Lanzmann honored us with several intimate stories of the filming process. He began by explaining his aim for the film. As there was nothing to film, he wanted his film to be an "incarnation". He wanted to "incarnate" the Shoah: show the human faces, emotions, the lies and the tears. For example, one of the featured protagonists of his film, the barber Abraham Bomba, forced to cut women's hair in the gas chambers -- who Lanzmann later tracked down as a hair stylist in Grand Central Station -- did not express any feelings about what he did, even as he described chopping the hair of seventy women who came to him for their last hair cut before asphyxiation.
"One kills one's feelings," the man explained.
Yet, when the barber recounted the story of one of his friends, a fellow barber, who had to see his sister and mother dead in the gas chamber, the barber could not finish his story. He burst into tears.
"The tears of this barber are Shoah," Lanzmann stated. "The tears of truth."
Lanzmann had to ask himself ethical questions when conducting his interviews. With the barber, he decided that it would be best if the interview took place while the barber cut hair -- the snip-snipping of hair, the "gesture" spurring recollection. Yet he deliberately chose to have the hairdresser cut in a barbershop, not a women's hair salon. "That would have been obscene," Lanzmann noted, as he waved his hands himself, gesticulating snipping.
Lanzmann concluded his talk by speaking about the unspeakable: the choice of the title.
"I worked twelve years on this film, and could not give it a title. I called it 'the thing'. How could I give a title to something that is unique? How could I call it Holocaust, which is a sacrifice of a lamb for a god -- how can a million children be a sacrifice for a god? Nor could I call it genocide, as genocide is a general word, and what happened was unique in history. So I called it Shoah, a word in Hebrew, and I don't know Hebrew, a word I refused to translate, as it was better that way, for people to not know what it means. It is unnameable."
As the talk finished, I asked Claude Lanzmann what he had learned from his own film, explaining that what I got out of it -- many years before -- had been the striking realization that those who had killed had actually killed themselves. The Polish villagers who "knew" and did nothing, the henchmen, the executioners, the train conductors -- all had the same dead eyes and empty expressions.

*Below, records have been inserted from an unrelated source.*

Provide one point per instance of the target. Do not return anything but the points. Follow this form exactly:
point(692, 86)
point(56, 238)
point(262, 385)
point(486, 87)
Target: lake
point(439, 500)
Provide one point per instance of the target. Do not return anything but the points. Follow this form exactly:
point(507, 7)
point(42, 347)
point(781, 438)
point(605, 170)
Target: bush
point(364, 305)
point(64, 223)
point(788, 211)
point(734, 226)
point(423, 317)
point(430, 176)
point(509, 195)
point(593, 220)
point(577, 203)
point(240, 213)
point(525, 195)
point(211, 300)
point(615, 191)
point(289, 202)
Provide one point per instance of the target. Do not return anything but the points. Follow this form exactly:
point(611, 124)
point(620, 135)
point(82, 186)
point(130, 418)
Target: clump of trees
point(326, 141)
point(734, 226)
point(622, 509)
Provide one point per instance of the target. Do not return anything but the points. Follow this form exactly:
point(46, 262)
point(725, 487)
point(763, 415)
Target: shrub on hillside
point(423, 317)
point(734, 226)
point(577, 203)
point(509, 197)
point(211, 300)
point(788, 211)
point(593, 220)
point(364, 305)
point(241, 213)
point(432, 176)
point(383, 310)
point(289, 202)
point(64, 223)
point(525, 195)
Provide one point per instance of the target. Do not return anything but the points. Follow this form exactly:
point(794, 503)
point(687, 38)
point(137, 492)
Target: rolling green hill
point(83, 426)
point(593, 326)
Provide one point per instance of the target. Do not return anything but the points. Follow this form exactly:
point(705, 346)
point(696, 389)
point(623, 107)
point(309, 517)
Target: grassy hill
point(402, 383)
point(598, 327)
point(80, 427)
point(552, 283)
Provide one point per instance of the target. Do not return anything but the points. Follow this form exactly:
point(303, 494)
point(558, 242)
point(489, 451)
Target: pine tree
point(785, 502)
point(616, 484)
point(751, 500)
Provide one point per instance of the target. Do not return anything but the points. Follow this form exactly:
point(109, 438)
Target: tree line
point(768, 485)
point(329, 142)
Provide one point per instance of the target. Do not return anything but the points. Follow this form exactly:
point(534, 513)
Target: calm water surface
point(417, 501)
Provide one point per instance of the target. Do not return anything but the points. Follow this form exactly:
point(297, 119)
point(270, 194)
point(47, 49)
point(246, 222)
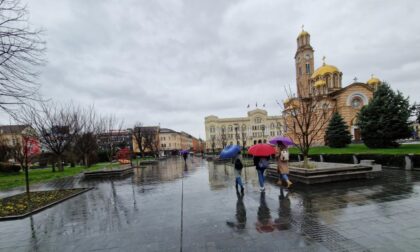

The victims were the ones who stayed alive, who still had their humanity and depth.
"This is it," the elderly French director responded. He nodded slowly several times, his eyes luminous and somber. "We would have to spend the whole night talking."
After 25 years, Shoah has been subtitled into Turkish, Farsi and Arabic for the first time, and is now being diffused in the Arab world, from the Istanbul Film Festival to Iranian television. UNESCO Director General Irina Bokova stated that the film's translation was "a decisive step in order to share the truth of the Holocaust in the world."